Development of a High-Efficiency, Compact Vehicular Radiator

Funded by US Army TARDEC

Project Summary
One critical challenge for current military vehicles is the development of efficient and compact thermal management systems that meet increasingly demanding heat dissipation requirements. This Army SBIR project is to develop a high-efficient, compact vehicular radiator to provide adequate cooling for military vehicle engines particularly in harsh environments. The successful development of the proposed vehicular radiator will enable the design of military ground vehicles in order to provide reliable mobility and other performance requirements under various vehicle operating conditions.

Aegis Technology Inc. has well demonstrated the technical feasibility of the proposed thermal management system in Phase I. In this Phase II project, we have focused on the following work: (1) Analysis of Army vehicle thermal management requirements, and identification of the development direction for Phase II; (2) Modeling and simulation, which included evaluating thermal performance of various designs, identification of key technical parameters, and evaluating the selection of materials; (3) Design, prototyping, and testing of small-scale radiator units to establish the processing procedures and resulting optimization of the design parameters; and (4) Design, prototyping, and testing of full-scale radiator units based on modeling and the results of testing with small-scale prototypes. The ultimate goal is to demonstrate and integrate the optimized radiator into Army vehicle thermal management systems. Design work started with analysis of the baseline radiator to establish initial design parameters such as fin and tube dimensions. Then evaluation and optimization were performed using small-scale designs that are more ecomical and easier for prototyping and testing. For modeling and simulation, both finite element analysis (FEA) and analytical thermal computations were conducted and compared. It was indicated that FEA results were very close to those from analytical thermal analysis. Therefore, analytical thermal analysis was used for the evaluation of various designs and for design optimization. Prototyping was conducted based on modeling and simulation results. Small-scale prototyping was conducted first and tested. Based on the testing results on small-scale prototypes, prototyping of full-scale radiators was performed.

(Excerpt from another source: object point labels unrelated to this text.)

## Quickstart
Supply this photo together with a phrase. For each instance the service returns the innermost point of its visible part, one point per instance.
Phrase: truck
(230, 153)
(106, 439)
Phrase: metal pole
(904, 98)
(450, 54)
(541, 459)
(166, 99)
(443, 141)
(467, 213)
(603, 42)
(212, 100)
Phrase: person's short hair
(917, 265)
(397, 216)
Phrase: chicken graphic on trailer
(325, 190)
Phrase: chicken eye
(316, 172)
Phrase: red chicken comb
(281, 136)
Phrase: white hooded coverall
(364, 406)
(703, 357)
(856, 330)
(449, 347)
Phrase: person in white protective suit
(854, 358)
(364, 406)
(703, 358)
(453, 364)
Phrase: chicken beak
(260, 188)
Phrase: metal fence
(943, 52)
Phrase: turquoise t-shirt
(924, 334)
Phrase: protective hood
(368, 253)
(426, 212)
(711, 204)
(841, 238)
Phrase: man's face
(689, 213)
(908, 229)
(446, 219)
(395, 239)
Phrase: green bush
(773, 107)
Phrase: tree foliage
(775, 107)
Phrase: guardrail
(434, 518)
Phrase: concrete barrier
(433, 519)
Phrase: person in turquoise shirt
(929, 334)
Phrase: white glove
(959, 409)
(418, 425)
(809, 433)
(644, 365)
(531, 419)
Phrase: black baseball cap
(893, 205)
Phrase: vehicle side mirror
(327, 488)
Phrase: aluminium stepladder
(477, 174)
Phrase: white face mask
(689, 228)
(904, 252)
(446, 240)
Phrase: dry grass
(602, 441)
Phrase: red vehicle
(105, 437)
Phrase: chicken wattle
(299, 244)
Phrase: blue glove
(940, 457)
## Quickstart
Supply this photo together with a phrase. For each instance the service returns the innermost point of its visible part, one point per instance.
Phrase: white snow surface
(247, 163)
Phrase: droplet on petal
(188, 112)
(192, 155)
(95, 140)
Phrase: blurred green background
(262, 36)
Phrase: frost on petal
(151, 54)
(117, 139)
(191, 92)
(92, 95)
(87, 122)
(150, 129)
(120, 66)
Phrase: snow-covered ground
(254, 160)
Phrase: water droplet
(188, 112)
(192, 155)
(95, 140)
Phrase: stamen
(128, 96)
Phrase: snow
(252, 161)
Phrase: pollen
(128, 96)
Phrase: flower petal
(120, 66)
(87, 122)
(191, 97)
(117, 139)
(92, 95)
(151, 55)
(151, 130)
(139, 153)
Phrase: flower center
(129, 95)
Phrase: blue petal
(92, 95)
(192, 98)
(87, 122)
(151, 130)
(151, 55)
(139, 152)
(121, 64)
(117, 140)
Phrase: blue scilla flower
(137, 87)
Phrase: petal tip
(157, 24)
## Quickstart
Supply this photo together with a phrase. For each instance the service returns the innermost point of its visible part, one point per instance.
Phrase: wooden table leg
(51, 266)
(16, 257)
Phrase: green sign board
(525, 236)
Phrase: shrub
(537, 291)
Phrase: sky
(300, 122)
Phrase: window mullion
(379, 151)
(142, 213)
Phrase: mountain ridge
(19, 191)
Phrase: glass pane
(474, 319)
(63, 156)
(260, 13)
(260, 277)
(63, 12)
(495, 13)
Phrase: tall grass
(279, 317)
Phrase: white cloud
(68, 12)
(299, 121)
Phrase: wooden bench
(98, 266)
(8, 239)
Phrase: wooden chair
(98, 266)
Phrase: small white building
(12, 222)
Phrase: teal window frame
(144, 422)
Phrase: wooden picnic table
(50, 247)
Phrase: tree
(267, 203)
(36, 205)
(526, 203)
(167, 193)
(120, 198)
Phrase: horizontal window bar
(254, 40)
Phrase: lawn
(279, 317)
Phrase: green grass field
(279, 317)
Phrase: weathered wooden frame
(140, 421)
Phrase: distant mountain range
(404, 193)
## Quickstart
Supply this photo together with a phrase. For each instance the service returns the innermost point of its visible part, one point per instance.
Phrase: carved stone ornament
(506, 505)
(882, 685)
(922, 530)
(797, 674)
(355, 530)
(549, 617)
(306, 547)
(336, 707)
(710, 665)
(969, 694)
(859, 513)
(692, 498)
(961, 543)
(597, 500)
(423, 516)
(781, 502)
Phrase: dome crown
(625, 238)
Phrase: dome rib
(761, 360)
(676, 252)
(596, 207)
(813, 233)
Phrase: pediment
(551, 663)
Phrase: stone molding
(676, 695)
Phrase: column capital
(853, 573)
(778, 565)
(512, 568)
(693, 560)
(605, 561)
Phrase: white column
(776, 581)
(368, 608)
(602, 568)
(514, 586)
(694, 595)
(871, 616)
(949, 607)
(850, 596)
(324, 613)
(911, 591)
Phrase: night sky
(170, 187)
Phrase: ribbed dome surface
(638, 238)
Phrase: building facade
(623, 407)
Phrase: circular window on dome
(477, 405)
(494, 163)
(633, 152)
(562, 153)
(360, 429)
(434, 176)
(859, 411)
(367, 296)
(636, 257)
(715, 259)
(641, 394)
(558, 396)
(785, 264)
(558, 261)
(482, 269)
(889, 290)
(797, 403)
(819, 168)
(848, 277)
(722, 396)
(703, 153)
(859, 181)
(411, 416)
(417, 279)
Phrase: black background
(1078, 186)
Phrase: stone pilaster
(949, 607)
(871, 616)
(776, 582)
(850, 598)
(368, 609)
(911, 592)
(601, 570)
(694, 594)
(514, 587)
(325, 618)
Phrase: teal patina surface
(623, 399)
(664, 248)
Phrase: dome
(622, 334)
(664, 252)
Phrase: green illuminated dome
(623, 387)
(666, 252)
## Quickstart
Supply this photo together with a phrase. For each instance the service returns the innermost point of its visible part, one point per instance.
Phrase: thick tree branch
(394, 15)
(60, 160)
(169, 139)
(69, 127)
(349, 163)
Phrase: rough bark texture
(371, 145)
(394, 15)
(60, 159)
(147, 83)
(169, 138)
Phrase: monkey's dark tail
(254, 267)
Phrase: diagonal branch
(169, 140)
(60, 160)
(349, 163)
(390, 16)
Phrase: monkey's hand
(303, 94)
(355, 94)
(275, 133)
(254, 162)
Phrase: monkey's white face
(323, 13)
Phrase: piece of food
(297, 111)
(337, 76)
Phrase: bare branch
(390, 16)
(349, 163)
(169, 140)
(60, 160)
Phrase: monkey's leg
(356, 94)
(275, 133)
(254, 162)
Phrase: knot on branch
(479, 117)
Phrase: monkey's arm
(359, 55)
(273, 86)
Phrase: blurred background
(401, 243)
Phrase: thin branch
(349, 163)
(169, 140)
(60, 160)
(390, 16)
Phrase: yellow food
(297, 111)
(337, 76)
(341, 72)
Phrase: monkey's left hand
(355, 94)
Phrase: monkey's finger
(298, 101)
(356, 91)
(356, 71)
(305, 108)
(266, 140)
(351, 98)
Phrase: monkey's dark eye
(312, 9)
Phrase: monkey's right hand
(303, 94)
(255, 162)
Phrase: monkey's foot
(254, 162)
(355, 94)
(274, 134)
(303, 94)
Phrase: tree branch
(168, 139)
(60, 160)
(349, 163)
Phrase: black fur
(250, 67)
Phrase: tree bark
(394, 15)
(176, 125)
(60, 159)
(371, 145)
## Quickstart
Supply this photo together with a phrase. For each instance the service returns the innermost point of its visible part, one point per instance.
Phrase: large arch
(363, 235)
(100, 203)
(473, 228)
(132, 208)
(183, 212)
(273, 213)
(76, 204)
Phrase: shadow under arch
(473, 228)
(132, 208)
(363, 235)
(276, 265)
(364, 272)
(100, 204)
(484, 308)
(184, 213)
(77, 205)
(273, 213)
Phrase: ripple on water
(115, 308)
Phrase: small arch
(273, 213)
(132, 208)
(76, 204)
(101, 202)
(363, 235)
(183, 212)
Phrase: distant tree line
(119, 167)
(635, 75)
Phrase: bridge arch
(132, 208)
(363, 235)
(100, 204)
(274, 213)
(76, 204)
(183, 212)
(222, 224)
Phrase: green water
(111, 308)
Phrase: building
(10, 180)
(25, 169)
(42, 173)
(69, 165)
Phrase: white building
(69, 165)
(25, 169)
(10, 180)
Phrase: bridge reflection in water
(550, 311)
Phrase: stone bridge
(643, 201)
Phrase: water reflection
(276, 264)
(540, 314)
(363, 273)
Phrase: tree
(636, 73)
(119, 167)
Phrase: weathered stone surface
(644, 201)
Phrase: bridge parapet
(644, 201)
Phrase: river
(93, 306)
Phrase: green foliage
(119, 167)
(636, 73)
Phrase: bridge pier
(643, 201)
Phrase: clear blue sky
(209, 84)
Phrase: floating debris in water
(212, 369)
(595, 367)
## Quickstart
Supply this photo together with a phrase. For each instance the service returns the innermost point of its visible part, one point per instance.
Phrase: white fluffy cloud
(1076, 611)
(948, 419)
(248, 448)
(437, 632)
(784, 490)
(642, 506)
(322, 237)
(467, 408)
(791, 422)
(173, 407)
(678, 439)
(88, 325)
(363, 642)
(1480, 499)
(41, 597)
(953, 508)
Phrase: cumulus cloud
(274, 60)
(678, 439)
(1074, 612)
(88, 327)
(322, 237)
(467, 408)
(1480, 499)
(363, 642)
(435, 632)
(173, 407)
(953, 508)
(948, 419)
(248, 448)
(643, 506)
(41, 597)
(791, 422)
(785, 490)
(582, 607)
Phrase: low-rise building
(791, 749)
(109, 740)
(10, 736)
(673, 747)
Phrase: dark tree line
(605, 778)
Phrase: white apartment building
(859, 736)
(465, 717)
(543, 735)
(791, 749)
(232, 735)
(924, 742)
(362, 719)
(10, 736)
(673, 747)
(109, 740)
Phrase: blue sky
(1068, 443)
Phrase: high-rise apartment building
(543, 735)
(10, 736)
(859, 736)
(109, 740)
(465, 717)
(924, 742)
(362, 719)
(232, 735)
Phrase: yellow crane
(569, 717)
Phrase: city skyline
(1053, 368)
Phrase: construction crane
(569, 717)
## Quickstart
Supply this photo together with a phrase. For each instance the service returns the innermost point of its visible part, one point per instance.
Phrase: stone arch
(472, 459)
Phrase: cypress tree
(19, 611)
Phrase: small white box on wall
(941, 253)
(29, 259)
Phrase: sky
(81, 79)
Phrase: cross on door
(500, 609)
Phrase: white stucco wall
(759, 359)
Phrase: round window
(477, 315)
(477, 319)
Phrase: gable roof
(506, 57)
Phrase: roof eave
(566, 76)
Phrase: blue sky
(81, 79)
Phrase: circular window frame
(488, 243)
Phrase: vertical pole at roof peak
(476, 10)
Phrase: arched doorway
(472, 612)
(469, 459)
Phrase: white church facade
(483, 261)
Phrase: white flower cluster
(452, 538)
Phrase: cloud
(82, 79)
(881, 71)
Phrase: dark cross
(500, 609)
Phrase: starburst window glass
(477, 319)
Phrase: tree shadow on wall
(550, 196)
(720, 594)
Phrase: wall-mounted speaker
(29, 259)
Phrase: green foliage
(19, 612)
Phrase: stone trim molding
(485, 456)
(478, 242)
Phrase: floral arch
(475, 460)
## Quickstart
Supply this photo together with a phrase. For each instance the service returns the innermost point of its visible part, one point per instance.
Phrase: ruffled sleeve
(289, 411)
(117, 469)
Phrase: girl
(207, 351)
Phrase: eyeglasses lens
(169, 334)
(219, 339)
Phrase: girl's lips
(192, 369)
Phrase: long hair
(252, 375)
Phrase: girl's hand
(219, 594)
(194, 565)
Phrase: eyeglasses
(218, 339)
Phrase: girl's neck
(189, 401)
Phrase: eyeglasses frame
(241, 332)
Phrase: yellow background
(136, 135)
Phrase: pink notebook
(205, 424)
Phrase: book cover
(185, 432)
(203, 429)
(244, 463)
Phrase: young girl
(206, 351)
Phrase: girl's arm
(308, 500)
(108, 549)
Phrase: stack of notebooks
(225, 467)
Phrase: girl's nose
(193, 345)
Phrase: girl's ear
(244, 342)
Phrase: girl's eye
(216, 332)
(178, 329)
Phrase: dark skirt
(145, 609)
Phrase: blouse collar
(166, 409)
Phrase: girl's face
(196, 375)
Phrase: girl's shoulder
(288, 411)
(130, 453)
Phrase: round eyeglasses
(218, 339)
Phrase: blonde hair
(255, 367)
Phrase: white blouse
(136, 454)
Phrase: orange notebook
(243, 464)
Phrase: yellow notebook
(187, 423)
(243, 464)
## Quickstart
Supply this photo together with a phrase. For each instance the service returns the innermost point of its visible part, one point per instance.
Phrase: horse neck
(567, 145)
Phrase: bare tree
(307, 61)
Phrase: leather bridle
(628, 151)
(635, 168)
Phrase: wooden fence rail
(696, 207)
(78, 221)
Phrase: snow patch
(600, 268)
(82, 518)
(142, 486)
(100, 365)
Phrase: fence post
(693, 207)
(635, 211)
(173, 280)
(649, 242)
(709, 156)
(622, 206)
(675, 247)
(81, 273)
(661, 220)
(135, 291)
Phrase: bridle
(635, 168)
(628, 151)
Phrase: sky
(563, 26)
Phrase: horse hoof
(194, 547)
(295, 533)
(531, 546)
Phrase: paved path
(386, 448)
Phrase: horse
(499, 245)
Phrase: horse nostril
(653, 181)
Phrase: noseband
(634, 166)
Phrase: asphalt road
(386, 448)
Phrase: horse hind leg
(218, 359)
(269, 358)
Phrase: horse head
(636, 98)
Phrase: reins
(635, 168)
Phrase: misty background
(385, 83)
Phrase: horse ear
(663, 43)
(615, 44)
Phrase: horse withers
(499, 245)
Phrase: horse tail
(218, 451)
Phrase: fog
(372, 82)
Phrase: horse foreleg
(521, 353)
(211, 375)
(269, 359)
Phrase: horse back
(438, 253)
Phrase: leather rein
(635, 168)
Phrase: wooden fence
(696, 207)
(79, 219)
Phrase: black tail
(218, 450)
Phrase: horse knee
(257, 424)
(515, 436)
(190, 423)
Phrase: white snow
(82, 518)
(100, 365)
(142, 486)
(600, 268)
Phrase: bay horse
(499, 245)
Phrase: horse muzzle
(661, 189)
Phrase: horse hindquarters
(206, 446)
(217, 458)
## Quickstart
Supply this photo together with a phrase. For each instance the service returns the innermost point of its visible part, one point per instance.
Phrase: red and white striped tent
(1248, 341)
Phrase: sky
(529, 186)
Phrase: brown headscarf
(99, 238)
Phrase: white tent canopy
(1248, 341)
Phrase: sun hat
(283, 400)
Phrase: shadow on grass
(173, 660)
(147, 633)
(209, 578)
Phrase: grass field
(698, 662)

During this Phase II development, a total of seven full-scale radiator prototypes have been fabricated using optimized designs and simulation results. These prototypes were tested at the U.S. Army Tank Automotive Research, Development and Engineering Center (TARDEC). Testing results showed that prototypes based on bar and plate design had promising heat rejection value, with one bar and plate radiator having heat rejection that exceeds the program objective by 2%. Furthermore, vehicle weight is expected to be reduced substantially by using the Aegis bar and plate radiator, leading to further performance enhancement. Currently, further optimization on bar and plate radiator is ongoing.